MA A REGGIO NESSUNO arrossisce per la vergogna. Non arrossisce Calenda e non arrossiscono tutti i ministri e i leader che in queste settimane si sono avvicendati in città per sostenere il campione forzista dalla carriera politica fulminante, iniziata oltre vent’anni fa nel piccolo comune di Santo Stefano in Aspromonte. Sul lungomare dal quale, un giorno, il capo della Lega vorrebbe ammirare il Ponte sullo Stretto sono arrivati in processione per Cannizzaro:

il ministro dell’Ambiente Gilberto Pichetto Fratin, quello del Turismo Gianmarco Mazzi, il vice ministro del Made in Italy Valentino Valentini e l’immancabile vice premier Matteo Salvini.

 

Con il leader del Carroccio, Cannizzaro ha raccontato di aver «bevuto un gin tonic in un lido», come ai tempi del Papeete, e «messo a terra un cronoprogramma per portare a casa fondi che in 20 giorni cambieranno il volto della città». Perché col centrodestra al governo del Paese, della Regione (con Occhiuto) e a breve del Comune, sulla città pioveranno milioni di finanziamenti, è il sottotesto delle promesse del quasi sindaco pronunciate davanti a una folla in festa e qualche croce celtica al collo. Non un’idea, non un progetto, non una visione, ma un atto di fede garantito dall’uomo della provvidenza pieno di amici che contano a Roma. Come Antonio Tajani, arrivato in Calabria una settimana fa per incoronare segretario regionale il suo candidato in piena campagna elettorale.

 

MA SE A DESTRA TUTTI fanno a gara per un selfie con Cannizzaro, a sinistra si registra la morte civile. Non un leader nazionale del Pd, fatta eccezione per Francesco Boccia, se l’è sentita di mettere la faccia. E a ben guardare, nemmeno un big locale. Un’arrendevolezza imbarazzante per Battaglia. «È vero, forse il Pd avrebbe dovuto prendere per mano la coalizione più che puntare a costruire una lista forte capace di portare a casa un buon risultato» nonostante la sconfitta, spiega al manifesto il candidato sindaco dem, dopo il comizio in piazza Duomo. Del resto, in assenza di competitor interni (solo 3 partiti, Pd, Avs e renziani e 3 civiche) sarà difficile fare brutta figura per i dem. «In questi 11 anni abbiamo aperto quattro asili nido comunali in una città in cui se ne contavano zero e altri 7 verranno aperti entro il prossimo anno. Abbiamo risanato un bilancio disastrato e costruito opere importanti», aggiunge. Eppure, di argomenti per provare almeno a giocare questa partita il centrosinistra ne avrebbe avuti parecchi. A partire dall’autonomia differenziata, passata alla Camera con il sì di tutte le forze che sostengono Cannizzaro (lo stesso deputato candidato non ha votato contro ma è uscito dall’aula) e con la benedizione di Occhiuto.
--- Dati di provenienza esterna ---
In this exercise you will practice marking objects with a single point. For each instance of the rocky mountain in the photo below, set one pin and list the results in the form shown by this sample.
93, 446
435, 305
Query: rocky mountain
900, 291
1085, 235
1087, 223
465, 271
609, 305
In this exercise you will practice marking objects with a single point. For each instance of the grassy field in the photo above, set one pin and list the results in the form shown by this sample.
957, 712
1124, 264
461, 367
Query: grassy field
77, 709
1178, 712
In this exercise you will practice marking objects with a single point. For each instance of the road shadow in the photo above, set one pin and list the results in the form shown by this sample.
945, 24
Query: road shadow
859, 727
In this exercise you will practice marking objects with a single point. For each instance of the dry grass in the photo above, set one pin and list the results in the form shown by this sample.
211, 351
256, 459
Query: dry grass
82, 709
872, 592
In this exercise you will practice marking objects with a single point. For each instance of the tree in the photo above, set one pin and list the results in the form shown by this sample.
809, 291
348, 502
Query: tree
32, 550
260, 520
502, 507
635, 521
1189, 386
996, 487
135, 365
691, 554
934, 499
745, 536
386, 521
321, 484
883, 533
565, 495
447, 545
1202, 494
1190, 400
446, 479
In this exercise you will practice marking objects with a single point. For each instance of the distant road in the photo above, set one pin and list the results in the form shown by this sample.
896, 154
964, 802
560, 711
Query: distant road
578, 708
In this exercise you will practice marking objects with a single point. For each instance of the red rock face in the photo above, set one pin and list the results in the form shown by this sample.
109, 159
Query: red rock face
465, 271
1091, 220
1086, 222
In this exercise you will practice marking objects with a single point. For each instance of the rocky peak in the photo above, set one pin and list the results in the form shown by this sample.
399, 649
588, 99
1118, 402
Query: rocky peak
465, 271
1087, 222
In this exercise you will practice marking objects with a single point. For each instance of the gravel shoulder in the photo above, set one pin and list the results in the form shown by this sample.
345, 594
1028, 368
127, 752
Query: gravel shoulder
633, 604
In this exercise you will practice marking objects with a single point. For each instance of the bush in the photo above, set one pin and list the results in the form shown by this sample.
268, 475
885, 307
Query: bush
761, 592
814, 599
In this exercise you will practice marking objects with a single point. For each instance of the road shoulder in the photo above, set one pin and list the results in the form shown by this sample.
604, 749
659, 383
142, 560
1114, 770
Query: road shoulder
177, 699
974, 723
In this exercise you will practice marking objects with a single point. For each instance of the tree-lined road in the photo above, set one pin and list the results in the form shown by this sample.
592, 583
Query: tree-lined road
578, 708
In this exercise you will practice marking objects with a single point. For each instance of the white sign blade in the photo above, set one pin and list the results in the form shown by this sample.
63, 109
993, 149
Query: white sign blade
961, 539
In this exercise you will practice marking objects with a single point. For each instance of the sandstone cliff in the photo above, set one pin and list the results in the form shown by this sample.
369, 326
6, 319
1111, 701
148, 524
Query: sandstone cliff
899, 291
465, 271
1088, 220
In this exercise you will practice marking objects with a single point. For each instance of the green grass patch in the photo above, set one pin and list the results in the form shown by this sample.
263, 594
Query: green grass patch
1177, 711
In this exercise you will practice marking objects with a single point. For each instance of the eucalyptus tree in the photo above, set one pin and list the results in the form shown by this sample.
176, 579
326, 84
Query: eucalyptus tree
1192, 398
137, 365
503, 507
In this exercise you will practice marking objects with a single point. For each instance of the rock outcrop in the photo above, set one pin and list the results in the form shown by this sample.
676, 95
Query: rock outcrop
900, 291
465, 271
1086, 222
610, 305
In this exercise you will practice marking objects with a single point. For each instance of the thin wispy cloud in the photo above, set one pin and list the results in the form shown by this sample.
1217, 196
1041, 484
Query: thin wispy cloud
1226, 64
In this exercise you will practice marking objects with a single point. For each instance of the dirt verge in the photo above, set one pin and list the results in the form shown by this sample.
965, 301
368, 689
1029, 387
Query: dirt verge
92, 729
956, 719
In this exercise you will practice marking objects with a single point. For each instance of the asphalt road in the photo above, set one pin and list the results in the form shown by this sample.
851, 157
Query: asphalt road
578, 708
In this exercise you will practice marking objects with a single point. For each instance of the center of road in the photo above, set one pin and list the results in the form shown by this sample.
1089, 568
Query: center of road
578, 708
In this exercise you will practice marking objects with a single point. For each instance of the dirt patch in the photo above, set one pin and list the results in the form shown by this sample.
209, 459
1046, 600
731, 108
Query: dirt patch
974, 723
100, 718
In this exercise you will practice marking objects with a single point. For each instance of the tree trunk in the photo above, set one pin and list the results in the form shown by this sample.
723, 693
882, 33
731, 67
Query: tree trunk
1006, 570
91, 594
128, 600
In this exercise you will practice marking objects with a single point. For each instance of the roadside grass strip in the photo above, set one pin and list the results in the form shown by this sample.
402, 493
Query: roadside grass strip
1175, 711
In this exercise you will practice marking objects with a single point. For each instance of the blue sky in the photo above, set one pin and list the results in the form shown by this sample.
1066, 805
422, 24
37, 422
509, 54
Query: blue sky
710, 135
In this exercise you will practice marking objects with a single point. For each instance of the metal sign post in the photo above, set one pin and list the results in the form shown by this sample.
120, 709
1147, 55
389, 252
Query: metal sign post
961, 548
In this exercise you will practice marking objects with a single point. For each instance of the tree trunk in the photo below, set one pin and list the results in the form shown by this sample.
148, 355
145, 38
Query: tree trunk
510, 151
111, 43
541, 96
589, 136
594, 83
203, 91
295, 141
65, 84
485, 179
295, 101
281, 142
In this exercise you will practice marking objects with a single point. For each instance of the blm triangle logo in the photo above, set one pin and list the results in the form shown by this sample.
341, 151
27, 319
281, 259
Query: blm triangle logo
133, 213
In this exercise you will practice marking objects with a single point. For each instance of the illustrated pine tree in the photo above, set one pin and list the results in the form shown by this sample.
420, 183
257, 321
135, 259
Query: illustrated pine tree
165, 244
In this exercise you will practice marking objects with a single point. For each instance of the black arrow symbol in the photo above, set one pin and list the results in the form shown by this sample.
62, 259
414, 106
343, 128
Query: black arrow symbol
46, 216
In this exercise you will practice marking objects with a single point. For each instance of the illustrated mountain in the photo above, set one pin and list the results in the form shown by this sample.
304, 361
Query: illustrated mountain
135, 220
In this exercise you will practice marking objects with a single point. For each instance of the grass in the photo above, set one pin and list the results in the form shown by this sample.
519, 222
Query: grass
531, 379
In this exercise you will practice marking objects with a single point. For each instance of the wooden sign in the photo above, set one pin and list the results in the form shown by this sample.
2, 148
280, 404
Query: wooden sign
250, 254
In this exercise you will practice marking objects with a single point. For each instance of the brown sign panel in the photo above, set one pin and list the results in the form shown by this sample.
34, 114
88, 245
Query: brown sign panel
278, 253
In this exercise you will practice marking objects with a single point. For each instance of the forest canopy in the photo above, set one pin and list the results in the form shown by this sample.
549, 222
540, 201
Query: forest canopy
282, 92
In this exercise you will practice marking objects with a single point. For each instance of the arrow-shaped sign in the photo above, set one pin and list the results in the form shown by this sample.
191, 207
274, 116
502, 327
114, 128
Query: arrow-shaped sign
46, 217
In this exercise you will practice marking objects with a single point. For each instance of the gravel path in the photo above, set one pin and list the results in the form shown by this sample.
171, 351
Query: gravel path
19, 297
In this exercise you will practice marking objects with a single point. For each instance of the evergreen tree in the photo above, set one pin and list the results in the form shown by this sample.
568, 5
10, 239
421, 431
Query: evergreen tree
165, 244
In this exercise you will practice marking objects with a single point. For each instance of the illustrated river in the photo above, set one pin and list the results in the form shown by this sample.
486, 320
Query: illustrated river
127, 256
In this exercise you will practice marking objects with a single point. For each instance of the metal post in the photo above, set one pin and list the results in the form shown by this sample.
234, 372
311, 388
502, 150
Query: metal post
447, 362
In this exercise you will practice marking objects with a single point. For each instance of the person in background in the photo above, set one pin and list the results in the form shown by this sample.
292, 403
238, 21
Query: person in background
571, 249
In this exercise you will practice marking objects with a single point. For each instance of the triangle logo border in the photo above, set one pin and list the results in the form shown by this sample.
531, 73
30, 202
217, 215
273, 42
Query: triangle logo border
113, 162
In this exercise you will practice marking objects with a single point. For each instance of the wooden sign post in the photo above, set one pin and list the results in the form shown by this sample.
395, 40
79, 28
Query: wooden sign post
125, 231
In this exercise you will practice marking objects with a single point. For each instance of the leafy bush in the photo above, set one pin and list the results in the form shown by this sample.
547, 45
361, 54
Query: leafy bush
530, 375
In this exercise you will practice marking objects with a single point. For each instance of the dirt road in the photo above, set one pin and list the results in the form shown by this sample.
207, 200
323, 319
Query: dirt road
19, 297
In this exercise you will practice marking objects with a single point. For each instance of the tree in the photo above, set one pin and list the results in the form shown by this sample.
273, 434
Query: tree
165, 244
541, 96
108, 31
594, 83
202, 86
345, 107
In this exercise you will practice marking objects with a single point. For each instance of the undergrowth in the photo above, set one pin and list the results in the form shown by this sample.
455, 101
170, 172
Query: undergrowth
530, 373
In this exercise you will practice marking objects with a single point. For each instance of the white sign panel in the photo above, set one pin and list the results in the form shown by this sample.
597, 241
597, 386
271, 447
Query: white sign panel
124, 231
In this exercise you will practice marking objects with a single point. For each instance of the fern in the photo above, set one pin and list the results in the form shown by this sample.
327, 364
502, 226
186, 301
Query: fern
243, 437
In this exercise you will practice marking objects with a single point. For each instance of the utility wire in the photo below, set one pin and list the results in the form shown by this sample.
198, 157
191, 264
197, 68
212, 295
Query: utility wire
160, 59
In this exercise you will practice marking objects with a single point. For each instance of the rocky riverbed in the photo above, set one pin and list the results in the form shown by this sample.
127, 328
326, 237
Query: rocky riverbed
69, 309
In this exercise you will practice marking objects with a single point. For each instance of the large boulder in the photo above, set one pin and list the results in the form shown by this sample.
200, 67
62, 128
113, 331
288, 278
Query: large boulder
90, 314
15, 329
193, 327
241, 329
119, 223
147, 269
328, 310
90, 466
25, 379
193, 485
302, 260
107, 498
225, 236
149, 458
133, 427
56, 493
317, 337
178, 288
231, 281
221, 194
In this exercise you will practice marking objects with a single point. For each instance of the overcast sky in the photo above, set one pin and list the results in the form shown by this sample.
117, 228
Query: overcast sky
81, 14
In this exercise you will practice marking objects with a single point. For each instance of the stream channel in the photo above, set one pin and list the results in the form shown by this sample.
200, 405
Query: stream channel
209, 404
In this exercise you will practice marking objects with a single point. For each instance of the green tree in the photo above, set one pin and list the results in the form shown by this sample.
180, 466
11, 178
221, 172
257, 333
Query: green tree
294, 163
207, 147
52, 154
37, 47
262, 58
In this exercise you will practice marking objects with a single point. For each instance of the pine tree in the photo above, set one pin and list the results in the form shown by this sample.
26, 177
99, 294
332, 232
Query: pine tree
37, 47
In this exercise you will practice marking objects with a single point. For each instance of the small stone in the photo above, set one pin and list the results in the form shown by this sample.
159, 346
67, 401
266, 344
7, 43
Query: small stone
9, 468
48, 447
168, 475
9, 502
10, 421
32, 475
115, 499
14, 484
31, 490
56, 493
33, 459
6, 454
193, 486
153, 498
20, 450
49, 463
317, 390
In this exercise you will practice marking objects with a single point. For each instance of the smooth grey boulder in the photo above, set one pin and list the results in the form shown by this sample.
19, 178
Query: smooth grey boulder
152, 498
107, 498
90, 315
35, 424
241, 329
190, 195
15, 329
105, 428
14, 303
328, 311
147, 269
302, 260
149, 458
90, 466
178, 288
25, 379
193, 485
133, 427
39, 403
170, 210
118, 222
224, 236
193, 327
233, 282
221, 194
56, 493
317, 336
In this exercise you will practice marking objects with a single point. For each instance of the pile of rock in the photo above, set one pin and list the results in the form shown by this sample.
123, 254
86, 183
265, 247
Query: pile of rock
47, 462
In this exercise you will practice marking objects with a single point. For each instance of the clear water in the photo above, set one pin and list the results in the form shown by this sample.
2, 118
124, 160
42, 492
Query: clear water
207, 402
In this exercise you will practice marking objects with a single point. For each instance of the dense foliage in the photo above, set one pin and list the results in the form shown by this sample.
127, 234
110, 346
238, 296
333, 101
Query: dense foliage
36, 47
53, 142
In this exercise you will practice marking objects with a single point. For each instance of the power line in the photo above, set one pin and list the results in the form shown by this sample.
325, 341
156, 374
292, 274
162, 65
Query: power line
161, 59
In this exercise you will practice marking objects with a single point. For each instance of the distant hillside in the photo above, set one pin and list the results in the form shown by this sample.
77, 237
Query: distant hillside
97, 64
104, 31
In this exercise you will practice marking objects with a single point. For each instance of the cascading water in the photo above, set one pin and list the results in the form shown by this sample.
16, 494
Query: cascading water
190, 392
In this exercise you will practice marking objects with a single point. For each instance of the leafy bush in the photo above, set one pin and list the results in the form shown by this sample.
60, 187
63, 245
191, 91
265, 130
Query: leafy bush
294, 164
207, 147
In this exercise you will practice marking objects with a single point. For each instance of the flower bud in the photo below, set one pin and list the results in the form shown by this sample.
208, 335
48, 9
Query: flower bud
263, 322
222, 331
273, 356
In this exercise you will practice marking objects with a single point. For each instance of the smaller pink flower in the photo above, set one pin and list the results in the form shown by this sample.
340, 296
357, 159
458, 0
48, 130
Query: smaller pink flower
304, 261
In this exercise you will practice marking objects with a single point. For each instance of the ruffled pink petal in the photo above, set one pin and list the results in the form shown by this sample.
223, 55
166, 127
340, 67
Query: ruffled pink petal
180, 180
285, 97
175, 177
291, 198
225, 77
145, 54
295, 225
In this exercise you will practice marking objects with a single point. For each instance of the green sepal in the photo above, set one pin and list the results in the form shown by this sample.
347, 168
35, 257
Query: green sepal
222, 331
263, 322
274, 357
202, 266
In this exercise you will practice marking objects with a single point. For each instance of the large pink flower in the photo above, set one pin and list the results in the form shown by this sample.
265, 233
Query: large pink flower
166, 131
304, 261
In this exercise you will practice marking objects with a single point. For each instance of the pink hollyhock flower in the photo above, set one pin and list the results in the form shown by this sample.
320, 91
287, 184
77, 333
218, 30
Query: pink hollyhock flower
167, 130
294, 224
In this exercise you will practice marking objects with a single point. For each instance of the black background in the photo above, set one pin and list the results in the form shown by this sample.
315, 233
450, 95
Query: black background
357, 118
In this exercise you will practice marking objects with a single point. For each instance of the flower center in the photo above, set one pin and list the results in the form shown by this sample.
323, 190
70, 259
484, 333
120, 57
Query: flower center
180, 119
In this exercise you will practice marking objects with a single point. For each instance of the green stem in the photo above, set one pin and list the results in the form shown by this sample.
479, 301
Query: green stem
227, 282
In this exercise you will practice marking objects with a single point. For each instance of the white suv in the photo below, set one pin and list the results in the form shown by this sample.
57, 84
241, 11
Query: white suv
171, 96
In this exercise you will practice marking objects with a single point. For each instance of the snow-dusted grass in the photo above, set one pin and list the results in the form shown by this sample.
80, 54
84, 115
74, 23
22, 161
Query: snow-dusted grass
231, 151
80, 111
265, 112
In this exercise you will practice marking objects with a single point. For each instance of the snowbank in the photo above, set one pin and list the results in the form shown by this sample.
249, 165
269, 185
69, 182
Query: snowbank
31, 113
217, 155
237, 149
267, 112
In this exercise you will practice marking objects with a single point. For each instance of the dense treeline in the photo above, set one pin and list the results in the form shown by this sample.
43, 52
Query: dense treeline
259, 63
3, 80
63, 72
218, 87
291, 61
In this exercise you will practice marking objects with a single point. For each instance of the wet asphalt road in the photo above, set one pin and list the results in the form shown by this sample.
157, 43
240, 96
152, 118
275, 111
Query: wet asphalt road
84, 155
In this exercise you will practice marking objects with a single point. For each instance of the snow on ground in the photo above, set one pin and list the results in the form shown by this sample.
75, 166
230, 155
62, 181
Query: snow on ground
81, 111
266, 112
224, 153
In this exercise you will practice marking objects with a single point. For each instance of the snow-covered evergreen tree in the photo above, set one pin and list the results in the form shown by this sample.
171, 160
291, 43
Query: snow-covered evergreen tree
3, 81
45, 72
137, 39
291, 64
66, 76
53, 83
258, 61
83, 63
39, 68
«Noi abbiamo provato a parlarne in campagna elettorale», ci spiega Demetrio Delfino, segretario reggino di Sinistra italiana e candidato consigliere con Avs, «Cannizzaro a Roma sta con Calderoli, a Reggio fa finta di non conoscerlo. Noi abbiamo fatto tutto il possibile». E tra le cose possibili fatte da Avs c’è stato il sostegno dei leader. Gli unici volti nazionali arrivati in città per Battaglia sono stati quelli di Nicola Fratoianni, Angelo Bonelli ed Elisabetta Piccolotti.

Dal Nazareno non si è fatto vedere nessuno. Del resto, a quanto pare, Reggio ha già un nuovo sindaco.